6 Radial binary classifiers with movable centers

The procedure of ranked layer designing (17) involves the search (Stage 2) for the optimal homogeneous balls \(B_{j^*}({\mathbf{x}}_{j^*}[n],\rho _{j^*})\) (13). Each optimal ball \(B_{j^*}({\mathbf{x}}_{j^*}[n],\rho _{j^*})\) should be distinguished by a large number \(M_{j^*}\) (16) of feature vectors \({\mathbf{x}}_j[n]\) from one of the \(K\) learning sets \(C_k\) (1).

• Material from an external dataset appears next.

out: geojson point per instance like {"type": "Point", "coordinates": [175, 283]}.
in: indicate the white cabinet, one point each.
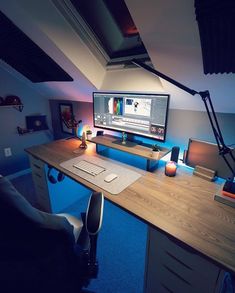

The search for the optimal ball \(B_{j^*}({\mathbf{x}}_{j^*}[n],\rho _{j^*})\) (13) can be based on the sequencing of feature vectors \({\mathbf{x}}_j[n]\) (1) according to the distances \(\delta ({\mathbf{x}}_j[n],{\mathbf{x}}_{j'}[n])\) (7) from the current central vector \({\mathbf{x}}_{j'}[n]\) used in the ball \(B_{j'}({\mathbf{x}}_{j'}[n],\rho _{j'})\) (Fig. 2). The symbol \({\mathbf{x}}_{j(b)}[n]\) (\({\mathbf{x}}_{j(b)}[n] \notin C_k\)) stands for the closest vector to the central vector \({\mathbf{x}}_{j'}[n]\) (\({\mathbf{x}}_{j'}[n] \in C_k\) (1)):
$$\begin{aligned} (\forall {\mathbf{x}}_j[n]\notin C_k) \ \delta ({\mathbf{x}}_{j'}[n],{\mathbf{x}}_{j(b)}[n])\le \delta ({\mathbf{x}}_{j'}[n],{\mathbf{x}}_{j}[n]) \end{aligned}$$
(27)

Remark 2

The maximal homogeneous ball \(B_{j'}({\mathbf{x}}_{j'}[n],\rho _{j'})\) (13) with the center in point \({\mathbf{x}}_{j'}[n]\) has radius \(\rho _{j'}\) equal to \(\delta ({\mathbf{x}}_{j'}[n],{\mathbf{x}}_{j(b)}[n])\) (27):
$$\begin{aligned} \rho _{j'}=\delta ({\mathbf{x}}_{j'}[n],{\mathbf{x}}_{j(b)}[n]) \end{aligned}$$
(28)

Remark 3

The ball \(B_{j'}({\mathbf{x}}_{j'}[n],\rho _{j'})\) (13) with the center in point \({\mathbf{c}}_{j'}[n]\) (\({\mathbf{c}}_{j'}[n]={\mathbf{x}}_{j'}[n]\)) and radius \(\rho _{j'}\) (28) contains the maximal number \(M_{j'}\) of feature vectors \({\mathbf{x}}_j[n]\) among all the other homogeneous balls \(B_{j'}({\mathbf{x}}_{j'}[n],\rho _{j'})\) (13) centered in this point.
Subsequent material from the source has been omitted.